Ayant dit, Armand se détourna vivement pour rejoindre sa monture et sauta sur son dos derrière Amelina. Celle-ci poussa un cri lorsqu’il éperonna le cheval.

– Dan’ !

Elle se tortilla pour s’échapper, mais le jeune homme la tenait trop fermement.

– Dan’, Dan’ !

Armand n’avait pas vraiment frappé Daniel, mais il resta comme assommé quelques secondes, regardant avec ébahissement le cheval s’éloigner et emporter sa nièce. Puis se relevant, il tâcha dans un effort vain de tirer tout seul la pauvre jument de son piège, trop conscient du bruit toujours approchant de l’eau martelée par le galop de ses poursuivants. Enfin il dut admettre qu’il ne parviendrait pas à s’enfuir ; tâchant de retrouver un sol ferme sous ses pieds, il dégaina son ancienne épée tout juste retrouvée. Il sentait éminemment comme il était pitoyable dans cette position, l’eau lui montant presque jusqu’en haut de ses chausses, tout couvert de vase qu’il était, seul face aux cinq cavaliers. Il ne bénéficiait pas, cette fois, du couvert de la forêt ; cette fois, il le savait bien, il ne vaincrait pas face à tant d’hommes.

Ceux-ci ne prirent pas la peine de lui laisser l’occasion d’un affrontement : ils l’entourèrent, puis le plus âgé des cinq abaissa tranquillement sa lance jusqu’à Daniel, bientôt imité des autres.

– Lâche tes armes.

Daniel n’avait pas d’autre issue, il ne l’ignorait pas ; mais il peinait à s’y résoudre, serrant fort la poignée de l’épée offerte par Vivian, qu’il avait retrouvée trop brièvement. C’était la fin de la course, la fin de la fuite, après tant d’années – il ne pouvait y croire. Le temps d’un battement de cœur, il écarta légèrement ses paumes pleines de vases pour admirer le chevron gravé sur la poignée de sa lame. Puis, avisant l’espace entre deux cavaliers, il lança l’arme aussi loin qu’il put en direction des fondrières. Elle acheva son vol à quelques mètres et disparut sous l’eau. Comme les soldats avaient brièvement tourné la tête pour suivre sa course, il dévia l’une des pointes face à lui d’un brusque mouvement du bras et tira sur la tige de toutes ses forces. D’instinct, le soldat s’y accrocha et bascula à bas de cheval. Daniel se jeta dans l’espace libre en tirant l'épée du malandrin, dans l’espoir fou de pouvoir tuer ce soldat et s’emparer de son cheval ; mais un coup violent lui vrilla la tête et il tomba en avant. Son arme lui fut aussitôt retirée et quelqu’un lui tira les cheveux pour le redresser.

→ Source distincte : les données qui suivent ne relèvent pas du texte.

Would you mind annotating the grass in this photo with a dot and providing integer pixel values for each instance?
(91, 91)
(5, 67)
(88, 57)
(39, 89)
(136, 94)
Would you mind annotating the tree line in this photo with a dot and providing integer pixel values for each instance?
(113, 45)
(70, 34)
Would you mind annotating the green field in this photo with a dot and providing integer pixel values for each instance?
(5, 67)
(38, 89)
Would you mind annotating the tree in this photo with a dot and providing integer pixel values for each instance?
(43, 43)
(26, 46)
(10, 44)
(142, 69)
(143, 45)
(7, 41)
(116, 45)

– Diable d’homme ! cria la voix de fer au-dessus de lui. C’était ton dernier tour et tu regretteras de n’avoir pas été encore plus malin ! Alain, attache-le.

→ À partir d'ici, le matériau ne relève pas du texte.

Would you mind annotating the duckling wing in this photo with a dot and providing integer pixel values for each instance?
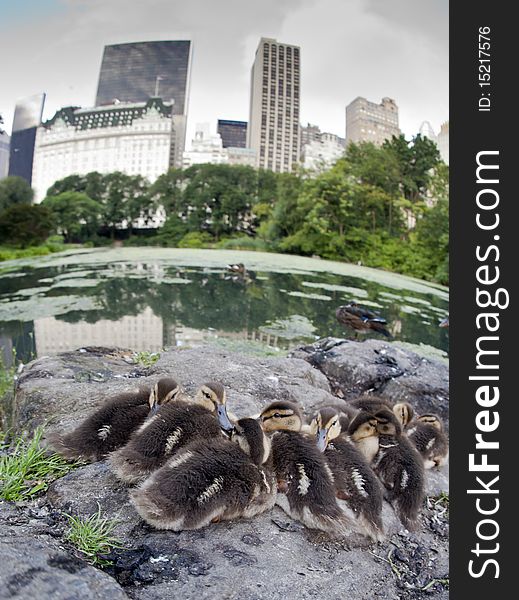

Alors que Daniel, à demi-étourdi, était maintenu, l’adolescent androgyne rencontré quelques heures plus tôt descendit de cheval et s’approcha sans beaucoup de hâte. Ses yeux étaient brûlants d’un mélange de frayeur, de défi et de haine. Daniel en aurait été étonné, s’il lui était resté la capacité de ressentir un tel sentiment. Qu’est-ce qui pouvait provoquer une réaction si passionnée chez un garçon qu’il ne connaissait pas ? Il ne lui opposa pas de résistance mais ça n’empêcha pas le jeune soldat de serrer les liens à lui écorcher la peau.

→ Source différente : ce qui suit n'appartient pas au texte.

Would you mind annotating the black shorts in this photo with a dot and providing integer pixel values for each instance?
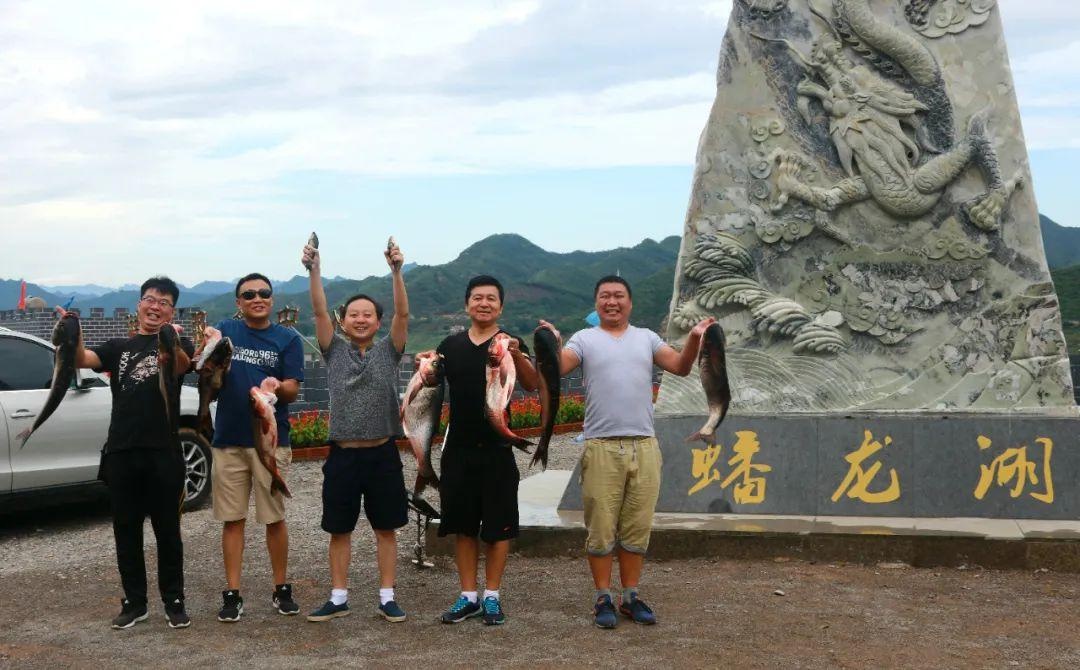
(478, 493)
(370, 476)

– Et les autres ? demanda le troisième acolyte.

– Cette baie est trop traître, répliqua celui qui semblait être le chef. Soit ils seront piégés à leur tour et nous n’aurons plus qu’à les cueillir lorsque l’eau aura baissé. Soit nous parviendrons bien à suivre leur trace. Retournons au Mont.

– Mais le chanoine a dit…

– Le chanoine ne descend pas jusqu’à la ville basse et d’ailleurs peu m’importe, il nous a suffisamment mis de bâtons dans les roues.